Quais são os nossos desafios, diante de todo esse retrocesso?
- Solicitar ao IBGE a desagregação dos dados da distribuição dos indígenas em todo território, para saber onde estamos e, dessa forma, podemos planejar as nossas ações;
- Fazer uma profunda reflexão sobre o que significou o processo de apagamento, entender seus processos e reivindicar o direito à história e à memória, principalmente daquelas e daqueles que estão impedidas/impedidos de acessá-las;
- Promover campanha de abertura de arquivos das igrejas gratuitamente para que a história de grupos sejam restauradas, bem como fazer campanha de repatriação de objetos e documentos dos diversos países pelo mundo para que tenhamos acesso pleno a nossa história;
- Fazer campanha pela Comissão de direito à memória-história e verdade permanente dos povos indígenas;
- Defender ampla revisão histórica da presença os povos indígenas, no pensamento em todas as áreas e em todo processo histórico;
- Acumular conhecimento sobre a escravização indígena em todo período colonial, império e república;
- Defender que o estado português, além dos reparos da invasão territorial, defendido pelo presidente de Portugal, ocorram sobre as diversas violências, mortes, estupros, escravização, entre outras violências, dos povos indígenas;
- Construir espaços de formação política para as lideranças e fomentar novas lideranças;
- Promover amplos encontros para pensar a política do conjunto do movimento indígena;
- As entidades indígenas devem se fazer presentes nas diversas lutas dos outros setores. Isto é, para que a luta indígena tenha força, precisa transversalizar e ser solidário com outras lutas, seja a luta por condições de vida de uma comunidade ou por melhores condições de salário de qualquer setor dos trabalhadores e trabalhadoras, não perdendo de vista que uma das principais lutas é a luta pela terra e defesa da natureza;
- Fazer um esforço de capilarização do debate sobre a importância da luta indígena do ponto de vista da preservação da vida, porém, é fundamental que sejam colocadas questões importantes, como a história de luta dos povos indígenas;
- Incorporar as entidades, grupos e coletivos de indígenas que estão no contexto urbanizado, nas dinâmicas da luta indígena, o que amplia o poder de mobilização em e com os setores urbanos dos movimentos;
- Refletir e acumular sobre estado pluriétnico;
- Escolher partidos que tenham em seu programa e em suas práticas a defesa dos direitos dos povos indígenas e participar ativamente dos processos eleitorais, apoiando candidaturas indígenas onde tiver lideranças que assumam esse papel, ou candidaturas de apoiadores, quando não tiver candidaturas indígenas;
- Defender os direitos humanos da natureza.

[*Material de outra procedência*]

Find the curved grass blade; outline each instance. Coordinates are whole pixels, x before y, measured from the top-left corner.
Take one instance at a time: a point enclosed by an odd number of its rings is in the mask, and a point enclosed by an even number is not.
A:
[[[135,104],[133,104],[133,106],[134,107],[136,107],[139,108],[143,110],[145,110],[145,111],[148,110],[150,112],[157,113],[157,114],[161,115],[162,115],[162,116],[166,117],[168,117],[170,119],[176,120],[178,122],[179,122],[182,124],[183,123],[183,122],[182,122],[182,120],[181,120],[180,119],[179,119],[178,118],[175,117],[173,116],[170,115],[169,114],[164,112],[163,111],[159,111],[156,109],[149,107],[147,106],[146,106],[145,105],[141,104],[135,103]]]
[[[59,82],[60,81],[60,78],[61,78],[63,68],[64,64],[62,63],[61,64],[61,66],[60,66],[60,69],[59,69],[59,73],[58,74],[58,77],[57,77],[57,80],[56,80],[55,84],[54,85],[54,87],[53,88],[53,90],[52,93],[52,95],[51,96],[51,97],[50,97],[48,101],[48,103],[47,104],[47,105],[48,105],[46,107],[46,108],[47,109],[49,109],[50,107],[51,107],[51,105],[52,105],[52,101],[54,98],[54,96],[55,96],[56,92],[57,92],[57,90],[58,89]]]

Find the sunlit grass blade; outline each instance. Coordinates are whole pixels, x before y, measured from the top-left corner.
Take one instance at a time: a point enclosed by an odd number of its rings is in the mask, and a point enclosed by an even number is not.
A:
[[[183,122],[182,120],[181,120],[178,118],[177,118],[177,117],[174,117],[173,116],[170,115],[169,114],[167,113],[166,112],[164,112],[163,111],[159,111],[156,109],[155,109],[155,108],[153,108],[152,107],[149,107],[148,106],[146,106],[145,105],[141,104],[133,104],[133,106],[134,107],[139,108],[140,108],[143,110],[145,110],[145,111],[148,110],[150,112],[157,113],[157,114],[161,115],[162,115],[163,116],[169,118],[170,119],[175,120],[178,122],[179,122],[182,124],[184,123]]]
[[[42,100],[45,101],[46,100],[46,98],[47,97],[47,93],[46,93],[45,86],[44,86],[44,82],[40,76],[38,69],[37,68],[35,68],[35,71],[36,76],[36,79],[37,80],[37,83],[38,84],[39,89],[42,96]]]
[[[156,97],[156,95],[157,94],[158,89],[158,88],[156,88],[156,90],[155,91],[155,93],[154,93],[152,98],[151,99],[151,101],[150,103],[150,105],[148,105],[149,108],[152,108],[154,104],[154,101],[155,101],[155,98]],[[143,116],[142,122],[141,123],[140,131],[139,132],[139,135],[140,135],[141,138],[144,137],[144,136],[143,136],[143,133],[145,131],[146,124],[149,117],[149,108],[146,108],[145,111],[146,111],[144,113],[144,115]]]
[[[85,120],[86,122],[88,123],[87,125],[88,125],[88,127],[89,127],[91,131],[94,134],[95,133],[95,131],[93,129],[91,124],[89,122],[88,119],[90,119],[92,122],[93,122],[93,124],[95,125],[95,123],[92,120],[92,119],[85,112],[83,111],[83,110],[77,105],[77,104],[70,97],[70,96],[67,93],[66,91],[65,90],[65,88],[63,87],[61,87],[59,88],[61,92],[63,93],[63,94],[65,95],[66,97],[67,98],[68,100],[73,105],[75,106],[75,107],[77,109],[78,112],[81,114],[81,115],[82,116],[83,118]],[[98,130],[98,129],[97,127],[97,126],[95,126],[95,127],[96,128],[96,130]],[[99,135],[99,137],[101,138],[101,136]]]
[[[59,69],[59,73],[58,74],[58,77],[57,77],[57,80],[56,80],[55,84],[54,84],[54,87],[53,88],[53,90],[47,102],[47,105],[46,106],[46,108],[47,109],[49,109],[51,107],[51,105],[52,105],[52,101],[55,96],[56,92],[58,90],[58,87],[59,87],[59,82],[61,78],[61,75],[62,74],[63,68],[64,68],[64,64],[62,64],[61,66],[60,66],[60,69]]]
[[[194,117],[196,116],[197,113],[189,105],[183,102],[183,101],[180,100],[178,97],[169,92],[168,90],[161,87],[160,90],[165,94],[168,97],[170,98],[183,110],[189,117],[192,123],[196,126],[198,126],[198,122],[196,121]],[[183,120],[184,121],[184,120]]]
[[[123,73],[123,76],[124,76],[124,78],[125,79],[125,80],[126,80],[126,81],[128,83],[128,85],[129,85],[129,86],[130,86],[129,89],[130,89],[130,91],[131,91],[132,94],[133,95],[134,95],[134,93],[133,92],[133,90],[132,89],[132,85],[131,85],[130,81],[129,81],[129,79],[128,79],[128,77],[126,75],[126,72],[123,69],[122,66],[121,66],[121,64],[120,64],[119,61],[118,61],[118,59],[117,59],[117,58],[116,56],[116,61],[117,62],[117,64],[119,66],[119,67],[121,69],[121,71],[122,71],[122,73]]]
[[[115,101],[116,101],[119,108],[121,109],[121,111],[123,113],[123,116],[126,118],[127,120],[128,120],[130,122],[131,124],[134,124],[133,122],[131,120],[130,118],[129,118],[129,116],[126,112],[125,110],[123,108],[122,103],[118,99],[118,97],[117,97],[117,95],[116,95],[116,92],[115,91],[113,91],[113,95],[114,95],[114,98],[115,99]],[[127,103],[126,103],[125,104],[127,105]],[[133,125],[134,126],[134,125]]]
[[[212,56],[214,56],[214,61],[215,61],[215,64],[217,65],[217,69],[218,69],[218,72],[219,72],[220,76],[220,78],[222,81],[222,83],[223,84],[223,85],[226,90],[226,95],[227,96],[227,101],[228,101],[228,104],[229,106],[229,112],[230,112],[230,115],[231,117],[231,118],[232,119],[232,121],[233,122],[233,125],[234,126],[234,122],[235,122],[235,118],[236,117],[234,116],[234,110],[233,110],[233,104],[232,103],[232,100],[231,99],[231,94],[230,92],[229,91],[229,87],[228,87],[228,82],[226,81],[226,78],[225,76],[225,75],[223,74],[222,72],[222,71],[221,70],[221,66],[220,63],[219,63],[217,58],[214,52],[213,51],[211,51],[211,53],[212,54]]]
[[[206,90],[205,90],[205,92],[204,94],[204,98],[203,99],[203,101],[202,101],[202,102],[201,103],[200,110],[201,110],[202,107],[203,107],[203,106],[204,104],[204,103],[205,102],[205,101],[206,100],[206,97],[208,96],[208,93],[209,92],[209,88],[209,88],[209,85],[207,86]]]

Essas são algumas reflexões de caminhos possíveis para o fortalecimento da luta indígena, sabendo que a nossa existência e forma de vida é contraditória com o colono-capitalismo. Portanto, toda e todo indígena é anticolonialista e anticapitalista, exatamente pela própria lógica que o coloca assim, e pelo fim de modelos de existências que não sejam compatíveis com a lógica predatória e exploradora dos seres humanos e da natureza.
Talvez os povos indígenas e as e os indígenas sejam o setor mais importante nesse momento da história da humanidade. O futuro não é ancestral por uma ingenuidade de síntese, mas porque a humanidade precisa urgentemente repactuar a sua relação com a natureza para pensar em sua própria existência.
Tal necessidade nos coloca na centralidade dessas reflexões e ações para tentar reverter a “Queda do céu”.
Givanildo Manoel indígena fulniô em contexto urbano. Educador popular e um dos produtores da coluna Imbaú no Correio da Cidadania. Organizador dos livros Tribunal Popular – O Estado brasileiro no banco dos réus e Desmilitarização da polícia e da política.